Eine medizinische Fachangestellte aus Frellstedt hat sich über die Sozialen Medien an die Öffentlichkeit gewandt. Denn die Lage in der medizinischen Versorgung hält Mareike Blarr kaum noch tragbar. Ihrer Meinung nach muss sich strukturell etwas ändern, damit die medizinische Versorgung nicht vollends zusammenbricht.
Deswegen postet sie fast täglich zu Themen, die sie und ihre Kollegen als Medizinische Fachangestellte – kurz MFA – bewegen. Unter dem Namen „kein Platz im System“ informiert sie auf Facebook und Instagram über fehlendes Personal und die vielen Facetten ihres Berufs.

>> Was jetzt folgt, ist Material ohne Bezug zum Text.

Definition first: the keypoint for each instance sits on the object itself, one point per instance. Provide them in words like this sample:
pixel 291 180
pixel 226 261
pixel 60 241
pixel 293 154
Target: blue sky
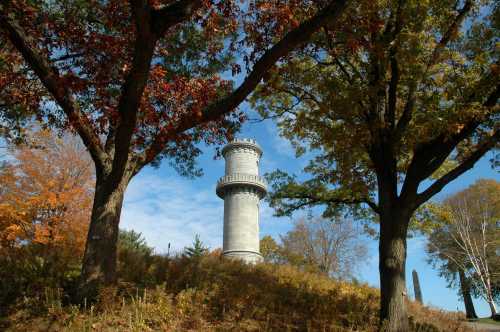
pixel 167 208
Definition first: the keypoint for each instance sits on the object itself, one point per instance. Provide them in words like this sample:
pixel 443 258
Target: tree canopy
pixel 140 81
pixel 392 103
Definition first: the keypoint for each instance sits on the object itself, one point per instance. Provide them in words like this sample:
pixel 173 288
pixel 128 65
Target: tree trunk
pixel 99 260
pixel 416 287
pixel 470 312
pixel 493 307
pixel 392 261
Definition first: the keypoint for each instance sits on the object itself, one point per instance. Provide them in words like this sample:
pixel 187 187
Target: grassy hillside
pixel 210 294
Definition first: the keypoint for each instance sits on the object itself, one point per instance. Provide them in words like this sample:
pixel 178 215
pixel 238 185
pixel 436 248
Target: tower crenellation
pixel 242 189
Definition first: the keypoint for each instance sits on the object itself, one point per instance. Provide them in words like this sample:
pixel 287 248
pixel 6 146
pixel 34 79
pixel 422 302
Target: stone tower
pixel 241 188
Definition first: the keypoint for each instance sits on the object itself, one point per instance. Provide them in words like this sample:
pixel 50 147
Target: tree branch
pixel 168 16
pixel 50 78
pixel 467 164
pixel 429 156
pixel 447 37
pixel 216 110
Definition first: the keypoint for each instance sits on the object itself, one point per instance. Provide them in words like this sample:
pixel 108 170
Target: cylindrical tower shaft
pixel 241 188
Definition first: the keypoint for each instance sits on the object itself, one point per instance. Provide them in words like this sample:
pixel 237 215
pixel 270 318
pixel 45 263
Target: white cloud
pixel 172 210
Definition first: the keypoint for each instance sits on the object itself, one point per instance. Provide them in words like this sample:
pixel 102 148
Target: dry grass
pixel 215 295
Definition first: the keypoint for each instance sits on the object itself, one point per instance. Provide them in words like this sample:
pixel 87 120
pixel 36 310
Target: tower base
pixel 249 257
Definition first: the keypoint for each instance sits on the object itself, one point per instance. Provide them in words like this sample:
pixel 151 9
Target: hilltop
pixel 212 294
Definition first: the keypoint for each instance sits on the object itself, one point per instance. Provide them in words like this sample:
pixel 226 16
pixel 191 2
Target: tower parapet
pixel 242 189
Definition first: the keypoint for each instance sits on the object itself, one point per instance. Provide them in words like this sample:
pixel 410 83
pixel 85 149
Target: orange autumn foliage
pixel 46 196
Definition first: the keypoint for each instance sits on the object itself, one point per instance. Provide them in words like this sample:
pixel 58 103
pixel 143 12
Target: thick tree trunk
pixel 392 261
pixel 470 312
pixel 99 261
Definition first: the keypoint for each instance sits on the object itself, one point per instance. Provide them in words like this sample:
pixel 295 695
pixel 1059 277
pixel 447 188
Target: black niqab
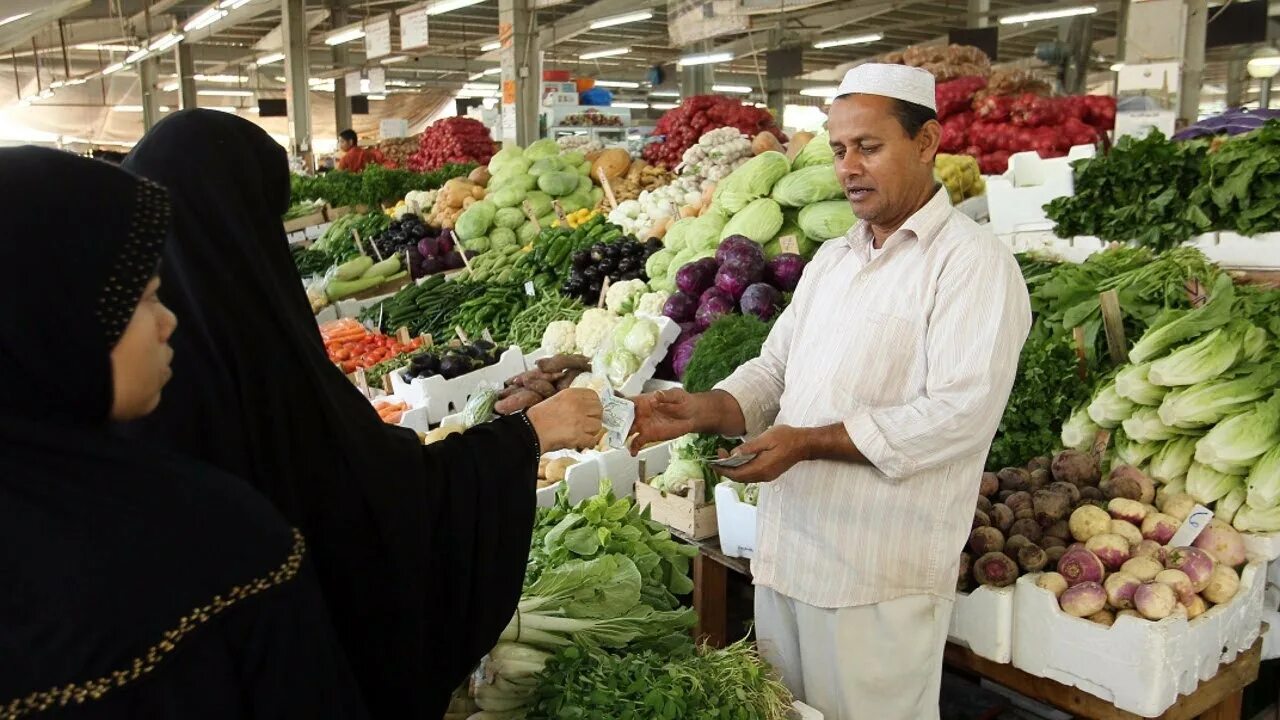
pixel 420 551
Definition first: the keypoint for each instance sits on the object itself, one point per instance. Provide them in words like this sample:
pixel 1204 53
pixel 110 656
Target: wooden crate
pixel 691 516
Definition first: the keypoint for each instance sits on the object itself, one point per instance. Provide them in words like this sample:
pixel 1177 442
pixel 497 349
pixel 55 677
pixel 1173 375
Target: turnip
pixel 1079 565
pixel 995 569
pixel 1075 466
pixel 1178 506
pixel 1052 582
pixel 1128 531
pixel 1179 582
pixel 1194 563
pixel 1223 584
pixel 1120 588
pixel 1083 598
pixel 1001 516
pixel 1088 520
pixel 1142 568
pixel 1224 542
pixel 986 540
pixel 1160 528
pixel 990 484
pixel 1155 601
pixel 1102 618
pixel 1112 550
pixel 1128 510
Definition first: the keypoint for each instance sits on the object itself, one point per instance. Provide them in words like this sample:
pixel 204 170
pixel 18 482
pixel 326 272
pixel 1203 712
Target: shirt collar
pixel 923 224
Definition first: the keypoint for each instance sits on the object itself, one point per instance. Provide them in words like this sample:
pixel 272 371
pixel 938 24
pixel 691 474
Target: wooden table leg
pixel 711 600
pixel 1229 709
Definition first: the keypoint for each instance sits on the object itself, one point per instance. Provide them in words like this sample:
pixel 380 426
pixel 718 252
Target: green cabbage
pixel 827 219
pixel 817 153
pixel 808 186
pixel 759 220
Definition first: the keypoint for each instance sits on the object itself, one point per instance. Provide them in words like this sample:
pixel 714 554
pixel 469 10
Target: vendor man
pixel 871 410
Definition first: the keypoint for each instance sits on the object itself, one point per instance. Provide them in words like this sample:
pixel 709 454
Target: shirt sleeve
pixel 976 332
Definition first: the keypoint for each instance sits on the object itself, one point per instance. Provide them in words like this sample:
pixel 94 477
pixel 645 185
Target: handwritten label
pixel 1192 527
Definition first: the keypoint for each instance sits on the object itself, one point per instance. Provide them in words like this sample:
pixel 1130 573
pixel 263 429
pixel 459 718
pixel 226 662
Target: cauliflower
pixel 652 304
pixel 622 296
pixel 558 338
pixel 593 331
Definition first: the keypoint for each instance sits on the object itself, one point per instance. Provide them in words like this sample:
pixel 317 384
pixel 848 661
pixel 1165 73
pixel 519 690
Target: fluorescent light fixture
pixel 849 40
pixel 13 18
pixel 1047 14
pixel 609 53
pixel 621 19
pixel 823 91
pixel 204 19
pixel 705 59
pixel 449 5
pixel 622 83
pixel 344 35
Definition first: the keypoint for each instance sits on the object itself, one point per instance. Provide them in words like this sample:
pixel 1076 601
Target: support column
pixel 296 76
pixel 521 72
pixel 341 57
pixel 147 77
pixel 1193 62
pixel 186 64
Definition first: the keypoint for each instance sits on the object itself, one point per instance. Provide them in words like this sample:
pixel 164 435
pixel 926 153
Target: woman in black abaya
pixel 420 551
pixel 132 583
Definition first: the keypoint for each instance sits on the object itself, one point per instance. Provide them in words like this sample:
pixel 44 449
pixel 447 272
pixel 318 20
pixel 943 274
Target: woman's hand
pixel 568 419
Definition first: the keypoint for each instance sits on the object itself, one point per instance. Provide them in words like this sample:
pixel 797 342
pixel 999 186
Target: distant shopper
pixel 136 583
pixel 871 410
pixel 356 158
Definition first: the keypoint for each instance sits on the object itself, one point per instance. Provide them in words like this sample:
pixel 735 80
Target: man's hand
pixel 777 450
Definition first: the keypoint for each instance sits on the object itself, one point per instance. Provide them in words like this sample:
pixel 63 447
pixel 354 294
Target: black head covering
pixel 420 554
pixel 106 546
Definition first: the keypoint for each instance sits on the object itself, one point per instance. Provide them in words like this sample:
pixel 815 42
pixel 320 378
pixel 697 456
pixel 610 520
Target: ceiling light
pixel 205 19
pixel 1047 14
pixel 705 59
pixel 609 53
pixel 850 40
pixel 449 5
pixel 13 18
pixel 344 35
pixel 621 19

Das Bild, das viele von dem Berufsfeld haben, findet sie unangebracht und falsch. „Ich glaube, MFA hat so ein Klischee, wir gehen nie ans Telefon und wir trinken nur Kaffee“, sagt sie. Die Mitarbeitenden, die die Meisten bei den Ärzten hinter dem Tresen sehen, tun aber viel mehr. „Man muss ganz klar sagen, ohne uns MFAs ist keine Praxis da“, beschreibt Blarr.
MFA ist mehr als Patienten anmelden
Außer der Arbeit an der Rezeption – also Termine vereinbaren und Patienten anmelden – kommunizieren die Medizinischen Fachangestellten auch mit Facharztpraxen, bereiten die Termine vor und nach, nehmen Blut ab. „Ich denke nicht, dass der Arzt das in dem Umfang schaffen könnte, wenn er nicht die MFAs an seiner Seite hat.“
Die Idee zu der Instagramseite war eigentlich eine Kurzschlussreaktion, erzählt Blarr. „Die Verzweiflung hat schon lange in mir geschlummert.“ Die Vorwürfe und Klischees hätten sich jedoch in den vergangenen Monaten so angehäuft, dass ihr es irgendwann reichte. Der Kanal „kein Platz im System“ war geboren. Nun postet sie regelmäßig.
Die Posts für „kein Platz im System“ seien mehr Arbeit, als sie anfangs erwartet habe, berichtet die MFA. Denn neben der Recherche will das Thema verständlich formuliert sein. „Ich sitze auch mal zwei, drei, vier Stunden da, von der Idee zum fertigen Post.“
Seite mittlerweile mehr als eine Frustreaktion
Mittlerweile hat sich Blarr einige Ziele gesetzt, die sie zusätzlich zu der geschaffenen Öffentlichkeit erreichen will. Mit ihrer Plattform setzt sie sich für mehr Wertschätzung und Respekt ein. Ihre Kolleginnen und Blarr üben ihren Beruf mit viel Herzblut aus, beteuert sie. Sie hätten es jedoch nicht verdient, angeschrien zu werden.
Die Pandemie habe in einer ohnehin schon schwierigen Situation einiges verschlechtert, erinnert sich Blarr. Mit den Sicherheitsmaßnahmen und Tests seien für sie und ihre Kollegen Aufgaben hinzugekommen. Zusätzlich sei der Ton der Patienten rauer geworden.
„Wir mussten uns beschimpfen lassen: Dass wir zu langsam impfen, dass wir unfair impfen, dass wir dies nicht machen und das nicht machen.“ Trotzdem blieben Anerkennung und Unterstützung aus der Politik jedoch aus. „Das war dann der Dank, dass wir ihn nicht bekommen haben“, sagt sie.
Lage für Hausärzte prekär
Ein weiteres großes Problem, das sich auf Blarr und ihre Kollegen in der Praxis bei Helmstedt auswirkt, ist die Zahl der Hausarztpraxen. Immer weniger Hausärzte müssen immer mehr Patienten versorgen. Es komme immer wieder vor, dass Patienten in der Praxis stehen, die dringend behandelt werden müssen. Die Hoffnung, in Frellstedt aufgenommen zu werden, gebe ihnen noch etwas Halt, berichtet Blarr. „Und dann musst du nein sagen, obwohl du einfach nur Ja schreien möchtest.“
Mittlerweile sucht sich Blarr auch Unterstützung aus der Politik. Kreis- und Stadtverwaltungen haben ihrer Meinung nach einige Möglichkeiten, die medizinische Versorgung zu unterstützen. Zudem hält sie einen höheren Mindestlohn für Medizinische Fachangestellte sehr gut. „Es gibt ja Branchen, die es schon vorgemacht haben, dass man einen Mindestlohn für eine Branche haben kann“, sagt sie.